I worked 2 * 2 weeks on this competition.

my scores

Final best score: 0.97286 private. That would give me rank #160 (out of 1317). Top 12%…

Frist 2 weeks: My best score is: 0.96380 private, 0.97800 public. That would give me rank #406 (out of 1317). Top 33%…

Top 10% threshold is 0.9736 private, 1st place solution achieved 0.98445 private.

I mostly looked at the 1st place solution for inspiration discussion on kaggle

What worked

seresnextnet50 as architecture
larger images (320x512). I used batch size 16 to train on kaggle notebooks (bs=64 gives OOM)
5-fold stratified cross-validation. It clearly helps because when I submit the 5 scores from the folds, they perform worse.
Instead of using the 5 folds, I used the best 4 (according to public LB score) and it gave me a bump of 0.00064 points.

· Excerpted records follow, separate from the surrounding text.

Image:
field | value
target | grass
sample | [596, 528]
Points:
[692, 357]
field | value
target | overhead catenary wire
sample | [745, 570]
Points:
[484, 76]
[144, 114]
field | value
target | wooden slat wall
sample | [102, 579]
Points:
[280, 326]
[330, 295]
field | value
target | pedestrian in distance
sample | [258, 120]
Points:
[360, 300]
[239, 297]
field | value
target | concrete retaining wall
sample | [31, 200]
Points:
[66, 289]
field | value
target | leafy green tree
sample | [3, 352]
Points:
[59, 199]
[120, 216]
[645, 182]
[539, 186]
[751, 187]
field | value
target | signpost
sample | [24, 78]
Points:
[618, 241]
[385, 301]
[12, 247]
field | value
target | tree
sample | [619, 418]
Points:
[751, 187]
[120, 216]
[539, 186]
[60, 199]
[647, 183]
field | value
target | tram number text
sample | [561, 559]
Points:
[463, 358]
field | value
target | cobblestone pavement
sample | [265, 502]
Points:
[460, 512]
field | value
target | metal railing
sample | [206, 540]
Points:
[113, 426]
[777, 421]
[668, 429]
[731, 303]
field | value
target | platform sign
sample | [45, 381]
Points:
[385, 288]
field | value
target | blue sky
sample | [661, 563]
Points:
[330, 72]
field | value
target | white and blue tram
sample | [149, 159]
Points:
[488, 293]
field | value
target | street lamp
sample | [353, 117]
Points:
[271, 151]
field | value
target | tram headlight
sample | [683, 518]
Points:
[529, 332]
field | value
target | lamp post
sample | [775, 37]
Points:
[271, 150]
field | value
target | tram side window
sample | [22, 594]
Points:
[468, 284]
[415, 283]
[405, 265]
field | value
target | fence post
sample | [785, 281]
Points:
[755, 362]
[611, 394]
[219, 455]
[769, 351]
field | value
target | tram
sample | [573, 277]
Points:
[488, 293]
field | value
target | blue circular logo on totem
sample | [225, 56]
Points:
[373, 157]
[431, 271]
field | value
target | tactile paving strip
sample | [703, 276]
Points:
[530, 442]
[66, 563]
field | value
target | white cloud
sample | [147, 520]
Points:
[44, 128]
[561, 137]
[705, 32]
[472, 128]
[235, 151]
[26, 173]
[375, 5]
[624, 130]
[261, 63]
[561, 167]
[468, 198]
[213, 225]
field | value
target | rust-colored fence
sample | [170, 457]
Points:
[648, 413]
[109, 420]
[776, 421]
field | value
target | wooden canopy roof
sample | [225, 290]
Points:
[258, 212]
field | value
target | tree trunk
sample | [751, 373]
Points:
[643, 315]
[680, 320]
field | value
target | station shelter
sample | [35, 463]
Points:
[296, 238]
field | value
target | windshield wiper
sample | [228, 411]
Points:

It sounds like nothing but that improved my rank by 40 positions from 200 to 160.
augmentations (Rotate, Zoom, Warp, Brightness, Flip, Contrast, Resize, Normalize
TTA
LabelSmoothingCrossEntropy loss function
pseudo labeling technique to augment the dataset (see Isaac’s blog about pseudo labeling)
generate 5 predictions from the 5-fold cross-validation and use rankdata to blend the submissions
I adapted a notebook to detect duplicate images. See my version here Forked from Appian notebook here

This helped me see that many images were duplicated (either both images were in the training set or test set or 1 image in train and the other one in test). What was disappointing is that for images present in train and test datasets, I used the train label to change my predictions… and that made my score worse… So it means that the labels are not necessarily consistent… There’s actually 1 duplicated image in the training with 2 different labels… dup

Also based on this notebook, I removed duplicated images in the train set.

What was complicated

some images are mislabeled -> what to do with these? ignore? change the label?
some noisy labels as well (rust in the background of the healthy leaf)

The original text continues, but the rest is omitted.